A British-owned cargo ship on Monday became the latest vessel to be seized by Somali pirates in the Gulf of Aden.
The 32,000-tonne Malaspina Castle was taken early on Monday and was believed to be heading towards Somalia’s pirate-infested coast, the European Union’s Horn of Africa maritime security center said. “Few details are known at this stage, but the mixed-nationality crew is believed to be safe,” a statement on the London-based organization’s Web site said. The vessel, which is operated by an Italian company, carried a crew of 24, from Bulgaria, Ukraine, Russia and the Philippines, Britain’s Telegraph newspaper reported. “There have not yet been communications from the Malaspina Castle that we are aware of, so information is limited,” said Andrew Mwangura of the Seafarers’ Assistance Program in quotes carried by the Telegraph. He added: “It is likely to be taken towards the Somali coast and negotiations will begin soon.” The latest attack took place despite increased international naval patrols in the area following a spate of pirate incidents in recent weeks. In March, pirates hijacked two European-owned chemical tankers off the coast of Somalia, and a Japanese cargo ship came under fire from two boats in the same region only days earlier. In 2008, pirates attacked nearly 100 vessels and hijacked as many as 40 off Somalia, according to the International Maritime Bureau.
Pirates fire on Japanese ship off Somalia
Pirates hijack two chemical tankers off Somalia
In response, a number of countries have deployed ships from their navies to the region, including the United States, China and Japan. Monday’s seizure of the Malaspina Castle was immediately condemned by the UK ship masters’ union Nautilus, which has long urged governments to take stronger action to deter piracy.
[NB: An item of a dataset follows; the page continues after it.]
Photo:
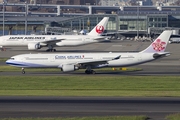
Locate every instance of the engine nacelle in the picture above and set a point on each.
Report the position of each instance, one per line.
(69, 68)
(34, 46)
Nautilus assistant general secretary Mark Dickinson told the British Press Association: “Over the last 10 years, most governments have not really done very much about this. “More recently they have been motivated to act and there is an EU naval coordination force patrolling off the Gulf of Aden.” He added: “I’m not sure that this is going to be a long-term thing and I’m also worried that the pirates will start seizing ships well away from the areas being patrolled. “In Somalia, piracy is like a big, successful industry and the authorities there need to act. The pirates are treated like local heroes. People look up to them and girls want to marry them. They are seen by some locals as good people but they are ruthless.”